The war on robocalls has not been going well—as you probably know. Last week, however, the good guys chalked up a win: The FCC dropped a $120 million fine on a robocall spammer from Florida, Adrian Abramovich, who had made 96 million robocalls in the three-month period the agency investigated him.
To put this into perspective, that’s 12 calls per second.
However, FCC Commissioner Mignon L. Clyburn said this is “sadly” just “a fraction of the approximately 2.6 billion robocalls” made just during the month of May.
The Commission’s coup wasn’t just their doing. The agency slammed a perfectly-tossed alley-oop by a frustrated company with little time and resources on its hands—TripAdvisor.
It all started in 2015, when TripAdvisor (TRIP) began to get calls from angry users demanding that they stop robocalling them and offering them “exclusive” deals on vacations. “We were like, ‘what are you talking about?’” said Brian Hoyt, a TripAdvisor spokesperson.
Here is an example of one of the messages, cited in the FCC’s formal complaint: “I just received an unsolicited robocall to my personal phone number that is on a do not call list. That call stated that it was on behalf of trip advisors trying to sell me something. If I ever get a call like that again, I will contact the FCC and I will open the gates of hell on TripAdvisor.”
After double-checking to make sure TripAdvisor didn’t have a telemarketing service, the company decided to investigate.
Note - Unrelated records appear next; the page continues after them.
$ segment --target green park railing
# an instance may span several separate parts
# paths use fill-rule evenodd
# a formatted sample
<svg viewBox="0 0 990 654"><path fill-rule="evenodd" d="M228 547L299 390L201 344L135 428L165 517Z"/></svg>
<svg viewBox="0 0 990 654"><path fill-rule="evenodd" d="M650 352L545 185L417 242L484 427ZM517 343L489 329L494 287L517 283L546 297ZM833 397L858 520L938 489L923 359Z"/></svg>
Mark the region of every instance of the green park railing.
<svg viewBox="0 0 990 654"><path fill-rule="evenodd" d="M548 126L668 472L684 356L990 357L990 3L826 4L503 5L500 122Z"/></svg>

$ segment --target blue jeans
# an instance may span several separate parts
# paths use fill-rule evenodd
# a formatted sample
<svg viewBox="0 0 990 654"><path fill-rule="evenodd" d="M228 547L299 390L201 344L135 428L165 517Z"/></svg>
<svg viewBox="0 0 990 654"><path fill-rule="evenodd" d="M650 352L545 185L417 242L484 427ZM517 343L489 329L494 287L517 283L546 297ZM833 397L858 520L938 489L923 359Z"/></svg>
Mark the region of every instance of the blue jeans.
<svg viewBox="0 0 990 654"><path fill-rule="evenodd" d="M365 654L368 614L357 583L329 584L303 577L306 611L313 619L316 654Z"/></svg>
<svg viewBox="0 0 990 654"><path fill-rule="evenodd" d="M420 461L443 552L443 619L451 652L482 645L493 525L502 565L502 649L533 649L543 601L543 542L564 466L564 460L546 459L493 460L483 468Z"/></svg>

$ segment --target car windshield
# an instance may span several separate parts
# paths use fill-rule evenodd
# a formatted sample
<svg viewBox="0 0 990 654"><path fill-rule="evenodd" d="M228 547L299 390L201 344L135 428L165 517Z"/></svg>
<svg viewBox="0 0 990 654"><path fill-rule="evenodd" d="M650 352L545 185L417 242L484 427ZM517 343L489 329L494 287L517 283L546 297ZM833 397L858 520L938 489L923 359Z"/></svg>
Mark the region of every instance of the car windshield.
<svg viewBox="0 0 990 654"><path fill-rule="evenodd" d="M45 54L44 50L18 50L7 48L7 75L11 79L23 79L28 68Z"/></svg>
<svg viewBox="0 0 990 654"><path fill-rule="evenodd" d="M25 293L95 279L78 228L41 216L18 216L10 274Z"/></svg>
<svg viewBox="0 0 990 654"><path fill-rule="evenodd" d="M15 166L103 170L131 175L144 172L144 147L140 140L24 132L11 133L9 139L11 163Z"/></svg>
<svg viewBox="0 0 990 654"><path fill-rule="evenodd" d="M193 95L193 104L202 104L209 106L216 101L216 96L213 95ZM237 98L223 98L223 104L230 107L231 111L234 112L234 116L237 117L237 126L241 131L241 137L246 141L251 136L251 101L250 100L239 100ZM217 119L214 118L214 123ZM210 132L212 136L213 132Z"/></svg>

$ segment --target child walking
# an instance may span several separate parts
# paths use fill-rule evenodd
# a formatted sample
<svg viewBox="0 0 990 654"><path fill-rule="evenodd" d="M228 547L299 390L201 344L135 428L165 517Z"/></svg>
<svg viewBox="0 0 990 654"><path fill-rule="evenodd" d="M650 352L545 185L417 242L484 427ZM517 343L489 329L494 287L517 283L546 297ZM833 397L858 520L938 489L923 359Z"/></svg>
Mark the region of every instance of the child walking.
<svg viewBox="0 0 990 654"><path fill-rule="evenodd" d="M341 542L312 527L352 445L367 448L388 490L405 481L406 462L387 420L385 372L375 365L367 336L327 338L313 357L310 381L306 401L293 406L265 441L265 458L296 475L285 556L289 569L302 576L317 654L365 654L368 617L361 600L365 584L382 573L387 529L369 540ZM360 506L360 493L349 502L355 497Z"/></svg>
TripAdvisor has its own FBI—and it’s not afraid to use it
Unlike most companies, TripAdvisor has a robust investigation arm filled with ex-law enforcement and military experts that work to fight fraud. As a company that reviews businesses, it’s an extremely rich target for manipulation by companies that want to boost their own profiles or damage competitors, and this “content integrity” team works to make sure the reviews are honest. “We asked the content integrity team—can you take this on as a side project?” said Hoyt.
That same year, TripAdvisor’s investigators figured it out using methods they understandably did not want to disclose to Yahoo Finance, tracking through Mexican-based call centers and websites linked to former senior executives of a Mexican hotel chain, Sunset World Group. “We actually identified who this source of the calls were from a tech standpoint,” said Hoyt. “There were all these offshore clients who subscribed to a tech provider in Miami, run by this guy Adrian Abramovich. He possessed this tech to enable neighborhood spoofing.”
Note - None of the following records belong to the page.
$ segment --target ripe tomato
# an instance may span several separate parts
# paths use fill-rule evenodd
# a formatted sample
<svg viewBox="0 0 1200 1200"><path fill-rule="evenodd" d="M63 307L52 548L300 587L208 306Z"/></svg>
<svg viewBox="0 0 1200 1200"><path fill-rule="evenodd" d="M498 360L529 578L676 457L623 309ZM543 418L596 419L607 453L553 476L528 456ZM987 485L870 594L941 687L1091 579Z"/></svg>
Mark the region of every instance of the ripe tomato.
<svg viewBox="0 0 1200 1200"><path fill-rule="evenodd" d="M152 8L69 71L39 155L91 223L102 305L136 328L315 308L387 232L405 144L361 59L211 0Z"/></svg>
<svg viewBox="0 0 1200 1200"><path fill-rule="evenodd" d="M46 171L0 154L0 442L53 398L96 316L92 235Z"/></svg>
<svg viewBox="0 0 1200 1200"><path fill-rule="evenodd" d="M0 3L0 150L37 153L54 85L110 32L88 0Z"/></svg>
Robocalling—getting a computer to make a call—isn’t hard. In fact, it’s incredibly easy to automate, which is why it’s such a pervasive problem. But Abramovich’s evil genius was getting the caller ID to display a number that was similar to your own so you’d pick up. This is called “neighborhood spoofing.”
“It’s your area code, maybe first three numbers of your phone number. You have a high propensity to pick up those calls,” said Hoyt. “Maybe it’s my kid’s school. You pick up and you hear a message from ‘TripAdvisor.’” Using this illegal technology, Abramovich’s “marketing service” enabled other companies to reach potential customers—or marks–with robocalls.
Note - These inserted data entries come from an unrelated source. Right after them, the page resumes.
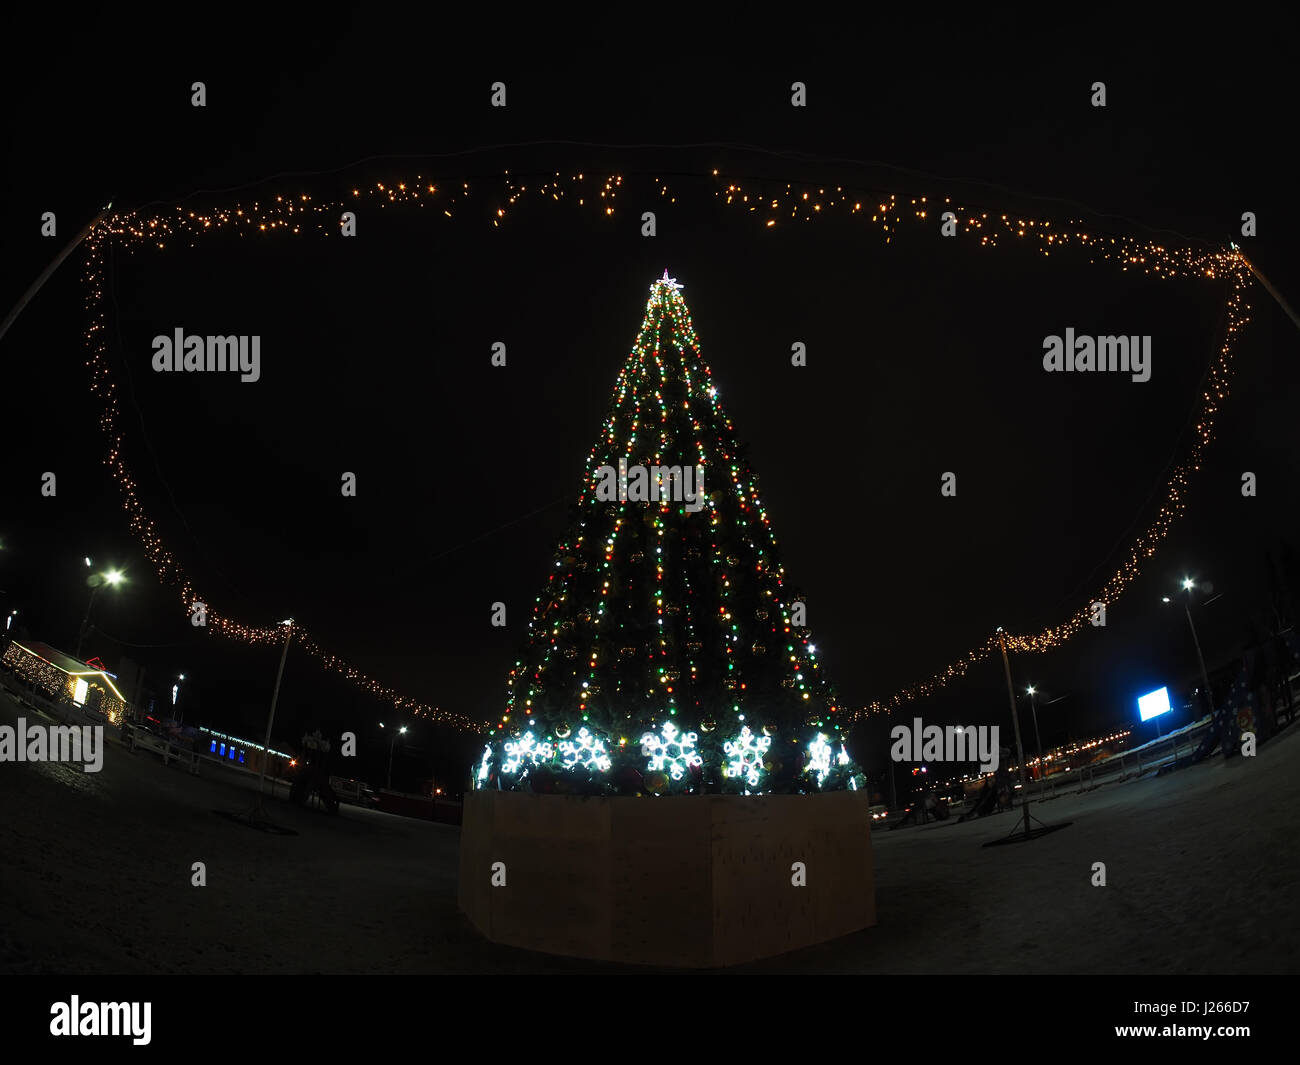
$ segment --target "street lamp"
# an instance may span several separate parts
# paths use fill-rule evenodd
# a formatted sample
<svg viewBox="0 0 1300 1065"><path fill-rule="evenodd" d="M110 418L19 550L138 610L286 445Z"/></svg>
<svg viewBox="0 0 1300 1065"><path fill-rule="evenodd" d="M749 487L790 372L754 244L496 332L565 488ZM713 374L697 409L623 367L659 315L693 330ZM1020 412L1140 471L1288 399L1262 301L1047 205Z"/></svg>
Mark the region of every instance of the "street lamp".
<svg viewBox="0 0 1300 1065"><path fill-rule="evenodd" d="M1038 700L1037 698L1035 698L1038 695L1038 689L1031 684L1026 689L1026 694L1029 696L1029 708L1034 713L1034 745L1038 748L1038 783L1041 788L1043 783L1044 766L1043 766L1043 739L1038 734Z"/></svg>
<svg viewBox="0 0 1300 1065"><path fill-rule="evenodd" d="M9 611L9 616L5 618L5 632L8 632L10 626L13 625L14 618L17 616L17 614L18 611L16 609Z"/></svg>
<svg viewBox="0 0 1300 1065"><path fill-rule="evenodd" d="M386 726L381 721L379 722L379 727L385 728ZM401 728L399 728L396 732L393 733L393 738L388 743L388 790L389 791L393 790L393 750L397 746L397 737L402 735L404 732L406 732L405 725L403 725Z"/></svg>
<svg viewBox="0 0 1300 1065"><path fill-rule="evenodd" d="M284 660L289 657L289 644L293 640L293 618L285 618L280 622L284 626L284 649L280 652L280 668L275 671L275 690L271 692L271 712L266 715L266 738L262 741L262 768L257 774L257 798L253 802L253 810L249 815L255 823L262 823L267 820L266 811L262 806L262 786L266 780L266 763L271 760L271 726L275 724L275 704L280 701L280 681L284 677ZM271 785L275 787L274 784Z"/></svg>
<svg viewBox="0 0 1300 1065"><path fill-rule="evenodd" d="M1214 714L1214 697L1210 692L1210 674L1205 668L1205 656L1201 654L1201 640L1196 635L1196 622L1192 620L1192 589L1196 587L1196 582L1191 577L1183 578L1183 591L1187 593L1187 601L1183 603L1183 612L1187 615L1187 625L1192 630L1192 643L1196 645L1196 661L1201 666L1201 681L1205 685L1205 705L1211 715ZM1212 591L1211 585L1206 585L1206 591ZM1169 602L1169 596L1160 597L1164 602ZM1217 598L1217 597L1216 597Z"/></svg>
<svg viewBox="0 0 1300 1065"><path fill-rule="evenodd" d="M90 559L86 559L86 565L90 565ZM87 581L90 584L90 599L86 603L86 616L81 619L81 630L77 633L77 653L75 657L81 657L81 645L85 642L86 634L90 631L90 608L95 605L95 596L104 585L109 584L116 588L125 580L121 570L111 569L107 573L92 573Z"/></svg>
<svg viewBox="0 0 1300 1065"><path fill-rule="evenodd" d="M185 680L185 674L184 674L184 673L178 673L178 674L176 674L176 683L172 685L172 710L173 710L173 712L175 712L176 703L177 703L177 701L180 699L180 696L181 696L181 684L182 684L182 682L184 682L184 680ZM180 717L180 720L181 720L181 723L184 724L184 722L185 722L185 711L184 711L184 710L181 711L181 717Z"/></svg>

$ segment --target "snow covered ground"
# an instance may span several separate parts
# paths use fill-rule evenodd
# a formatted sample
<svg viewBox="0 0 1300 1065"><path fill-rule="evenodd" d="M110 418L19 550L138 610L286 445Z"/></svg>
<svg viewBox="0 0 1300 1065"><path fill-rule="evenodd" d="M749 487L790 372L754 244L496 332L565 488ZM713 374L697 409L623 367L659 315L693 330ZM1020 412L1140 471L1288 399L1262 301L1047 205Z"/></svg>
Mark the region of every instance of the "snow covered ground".
<svg viewBox="0 0 1300 1065"><path fill-rule="evenodd" d="M0 725L19 713L0 692ZM1298 759L1300 726L1254 759L1062 796L1032 809L1071 827L1028 844L981 847L1008 813L877 831L877 927L737 971L1294 972ZM617 970L480 939L456 828L281 799L298 835L274 836L214 812L254 784L113 744L97 774L0 763L0 973Z"/></svg>

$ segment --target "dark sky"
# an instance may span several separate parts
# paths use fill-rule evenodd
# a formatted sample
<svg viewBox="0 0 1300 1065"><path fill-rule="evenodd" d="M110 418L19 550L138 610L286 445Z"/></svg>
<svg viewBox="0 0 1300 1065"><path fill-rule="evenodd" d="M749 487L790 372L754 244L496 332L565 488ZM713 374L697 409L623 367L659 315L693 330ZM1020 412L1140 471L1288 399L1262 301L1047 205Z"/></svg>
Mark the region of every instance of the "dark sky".
<svg viewBox="0 0 1300 1065"><path fill-rule="evenodd" d="M60 27L58 64L4 75L0 306L110 198L150 211L327 200L416 174L483 188L450 221L363 207L349 242L219 234L114 249L108 311L141 498L218 609L252 624L293 615L377 678L486 720L667 267L823 661L848 705L884 699L997 625L1037 630L1091 598L1190 442L1226 287L941 242L934 227L889 245L829 217L768 231L724 209L709 175L868 200L951 195L1207 249L1241 242L1253 210L1247 253L1300 302L1282 132L1296 57L1260 26L1235 56L1233 41L1167 30L1098 43L1068 24L1031 39L1010 24L877 22L760 42L741 24L615 35L616 47L597 27L408 32L369 16L170 36L106 16ZM796 79L805 109L789 105ZM189 104L194 80L205 109ZM488 106L496 80L504 111ZM1089 105L1097 80L1105 109ZM526 201L493 229L505 169L528 182L622 174L618 213ZM646 209L653 239L639 234ZM60 239L40 237L45 210ZM131 580L100 597L105 635L88 653L110 666L129 654L160 687L184 670L191 713L260 735L275 652L199 636L125 527L87 387L79 279L74 255L0 341L0 606L71 648L82 556L120 564ZM1276 304L1258 287L1250 301L1186 518L1105 629L1012 663L1018 684L1060 699L1040 713L1046 743L1128 723L1138 693L1193 681L1185 619L1160 603L1184 574L1223 593L1198 614L1211 667L1267 608L1264 552L1294 542L1300 518L1300 360ZM260 334L262 380L155 374L151 338L178 325ZM1152 380L1044 374L1042 338L1067 325L1151 334ZM496 340L505 370L488 363ZM806 368L790 366L795 341ZM46 470L54 500L39 494ZM340 496L344 470L355 499ZM940 498L946 470L956 499ZM1257 498L1240 494L1244 470ZM504 631L488 623L495 600L510 609ZM1001 663L916 712L1009 726ZM292 653L281 713L287 740L321 716L379 743L386 717ZM411 776L421 759L458 771L472 748L425 724L413 735L418 755L399 768ZM869 764L881 737L859 734Z"/></svg>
“He goes out and creates short-lived companies that all effectively do the same thing: Robocall to facilitate long list of clients, which happen to be offshore scammers who tap into his tech,” said Hoyt. Two of the banners Abramovich worked under were “Marketing Strategy Leaders, Inc.” and “Marketing Leaders, Inc.”
TripAdvisor calls the FCC
With a solid dossier on Abramovich in its possession, TripAdvisor passed it to the FCC, which confirmed the company’s findings by subpoenaing three months of call records. In that time, 96,758,223 calls were made and the Commission reviewed 80,000. Every call had a spoofed caller ID with the first six digits of the dialed number, the FCC complaint read. The Commission called 105 of these recipients and confirmed the calls were unwanted spam.
“Someone at FCC said ‘you got us to third base and we are we able to walk home on this one’,” said Hoyt, who effusively described the agency’s professionalism. The FCC also managed to identify Abramovich using tips from medical pager company Spōk, whose text-only pager network had the potential to be battered by incessant robocall traffic, which would be a serious public safety concern.
For a company whose entire purpose is to be a source of quality control for trips, hotels, restaurants and more, it’s a natural fit for TripAdvisor to attack scams and consumer nuisance. “We had the resources and experience,” said Hoyt. But TripAdvisor wasn’t the only company that Abramovich’s calls impersonated. Expedia (EXPE), Hilton (HLT), Marriott (MAR) and other travel companies’ names were in the mix. Until it’s fixed, scamming robocalls will be a threat to all businesses.
TripAdvisor’s synergy with the FCC does provide a private-public partnership model for dealing with enforcement of these issues, which is often frustratingly difficult and less effective than going after root causes, which is what phone companies are doing.
“This person’s one of many; it won’t stop robocalls,” said Hoyt. “But it’s a good shot across the bow that this isn’t a good long-term business model.”